Code-to-code SIMMER/FRENETIC comparison for the neutronic simulation of lead-cooled fast reactors

Abstract

This paper presents a neutronic benchmark between the FRENETIC and the SIMMER codes, performed considering the core of the ALFRED lead-cooled fast reactor. FRENETIC includes a nodal diffusion module developed for fast full-core analyses of safety-relevant transients in liquid-metal fast reactors, while SIMMER is a reference tool for qualifying such kind of systems in accidental conditions. In order to highlight the influence of the different numerical methods available in the two codes on the output responses, macroscopic parameters like the effective multiplication factor and the linear power are compared in an increasingly detailed simulation framework.
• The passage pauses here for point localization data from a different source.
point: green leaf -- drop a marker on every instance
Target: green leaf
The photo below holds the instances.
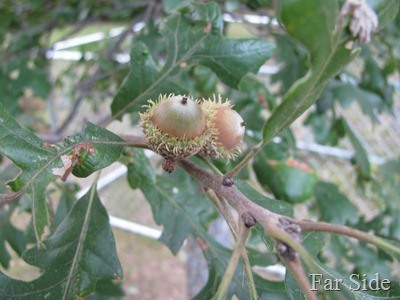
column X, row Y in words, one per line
column 11, row 235
column 370, row 102
column 361, row 156
column 140, row 171
column 76, row 256
column 176, row 209
column 193, row 36
column 41, row 164
column 333, row 205
column 218, row 257
column 303, row 20
column 65, row 203
column 286, row 182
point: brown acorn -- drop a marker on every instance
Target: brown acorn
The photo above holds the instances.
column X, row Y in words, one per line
column 226, row 128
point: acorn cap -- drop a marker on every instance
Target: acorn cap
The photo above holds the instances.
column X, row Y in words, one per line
column 174, row 126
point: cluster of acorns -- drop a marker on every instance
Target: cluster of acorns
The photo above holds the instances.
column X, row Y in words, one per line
column 178, row 126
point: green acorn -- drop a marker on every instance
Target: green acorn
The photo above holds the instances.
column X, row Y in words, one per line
column 174, row 127
column 226, row 128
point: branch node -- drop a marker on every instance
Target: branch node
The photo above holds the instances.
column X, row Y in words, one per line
column 286, row 252
column 291, row 228
column 248, row 219
column 228, row 181
column 169, row 165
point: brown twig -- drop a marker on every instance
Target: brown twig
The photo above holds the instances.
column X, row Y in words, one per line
column 8, row 198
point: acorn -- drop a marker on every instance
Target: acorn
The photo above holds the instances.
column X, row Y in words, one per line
column 226, row 128
column 174, row 127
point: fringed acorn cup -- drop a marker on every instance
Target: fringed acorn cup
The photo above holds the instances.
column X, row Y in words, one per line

The 3D full-core FRENETIC results are compared at first to a cylindrical 2D SIMMER core model, to highlight the impact of the absorber rings location. Then, a 3D full-core model is also employed in SIMMER to assess the differences, with respect to FRENETIC, induced by the adoption of a Cartesian mesh and of the discrete ordinates method. The full input data consistency is ensured providing the same set of few-group material constants, generated with the Monte Carlo code Serpent 2. Finally, the W-ε scheme is applied to accelerate the angular and spatial convergence of the keff sequences computed by SIMMER in order to estimate the asymptotic errors with respect to the reference Serpent calculation.